Introducing guest blogger Megan Reid. Megan is a student at Berea College and says she’s recently been awakened to the source of the coal that most of the Southeastern United States uses for energy. She writes, “I believe that if everyone knew a little more about it, the majority would have the heart to stand up for what is right and stop sacrificing the mountains and most of all the health of these people that live closest to these sites.” Here’s what else she has to say:

I recently took a field trip to eastern Kentucky, the lower section of the heart of Appalachia where mountain top removal is most popular extraction method of coal. In awe of all the beauty of this natural mountainous section of the world, there were patches of mountains that were just missing and valleys were replaced by low nutritional quality grass on a soil made of shale. Seeing these “reclamation” sites first hand matured my understanding and opinion of mountain top removal.


A “reclaimed” valley covered in this type of razor sharp seeded grass. There used to be a natural stream here.

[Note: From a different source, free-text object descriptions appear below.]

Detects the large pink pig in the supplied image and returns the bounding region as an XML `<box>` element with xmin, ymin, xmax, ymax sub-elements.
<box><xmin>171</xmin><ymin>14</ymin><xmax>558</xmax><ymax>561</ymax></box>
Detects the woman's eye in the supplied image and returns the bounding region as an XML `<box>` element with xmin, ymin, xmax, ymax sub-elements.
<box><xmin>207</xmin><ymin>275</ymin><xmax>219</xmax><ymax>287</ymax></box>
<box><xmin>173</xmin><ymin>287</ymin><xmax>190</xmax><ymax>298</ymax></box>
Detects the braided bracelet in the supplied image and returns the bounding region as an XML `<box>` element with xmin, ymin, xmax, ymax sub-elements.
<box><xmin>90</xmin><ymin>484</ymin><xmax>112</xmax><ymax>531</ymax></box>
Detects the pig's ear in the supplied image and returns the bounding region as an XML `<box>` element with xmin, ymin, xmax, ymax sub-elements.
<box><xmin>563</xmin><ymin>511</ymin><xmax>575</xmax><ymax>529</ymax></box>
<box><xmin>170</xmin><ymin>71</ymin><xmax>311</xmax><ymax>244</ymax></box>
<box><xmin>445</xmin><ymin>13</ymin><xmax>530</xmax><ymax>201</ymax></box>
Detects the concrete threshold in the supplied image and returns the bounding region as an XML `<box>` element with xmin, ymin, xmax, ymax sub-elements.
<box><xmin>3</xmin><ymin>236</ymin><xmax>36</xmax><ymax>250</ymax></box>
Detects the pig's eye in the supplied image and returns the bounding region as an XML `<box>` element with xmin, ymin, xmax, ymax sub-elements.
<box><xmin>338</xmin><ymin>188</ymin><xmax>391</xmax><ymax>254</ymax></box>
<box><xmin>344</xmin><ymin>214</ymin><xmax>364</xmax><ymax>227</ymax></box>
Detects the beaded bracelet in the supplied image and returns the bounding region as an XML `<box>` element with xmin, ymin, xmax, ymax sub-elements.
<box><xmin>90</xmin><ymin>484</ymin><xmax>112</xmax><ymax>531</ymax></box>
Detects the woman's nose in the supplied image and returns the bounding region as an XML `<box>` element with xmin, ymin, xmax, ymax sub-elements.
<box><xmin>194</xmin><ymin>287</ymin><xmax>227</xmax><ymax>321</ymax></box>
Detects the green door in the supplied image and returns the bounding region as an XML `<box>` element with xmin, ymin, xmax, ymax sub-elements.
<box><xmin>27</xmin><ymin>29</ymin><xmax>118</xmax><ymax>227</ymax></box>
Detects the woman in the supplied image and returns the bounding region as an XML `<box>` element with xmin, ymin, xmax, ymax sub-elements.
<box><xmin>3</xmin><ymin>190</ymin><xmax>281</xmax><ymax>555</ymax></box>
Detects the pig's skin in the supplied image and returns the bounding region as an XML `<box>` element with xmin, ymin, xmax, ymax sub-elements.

Learning about the geological history of the Appalachian mountain chain and how coal is naturally manufactured makes it seem all the more ridiculous that we extract it, burn it, fight wars for it, and sacrifice our own people for it. It is a legal rape that effects all the people downstream, at the bottom of the valley, living within range of the vibrations of the explosions used to blow the tops off the mountains. The water is poisoned. The wildlife is poisoned. The people are poisoned.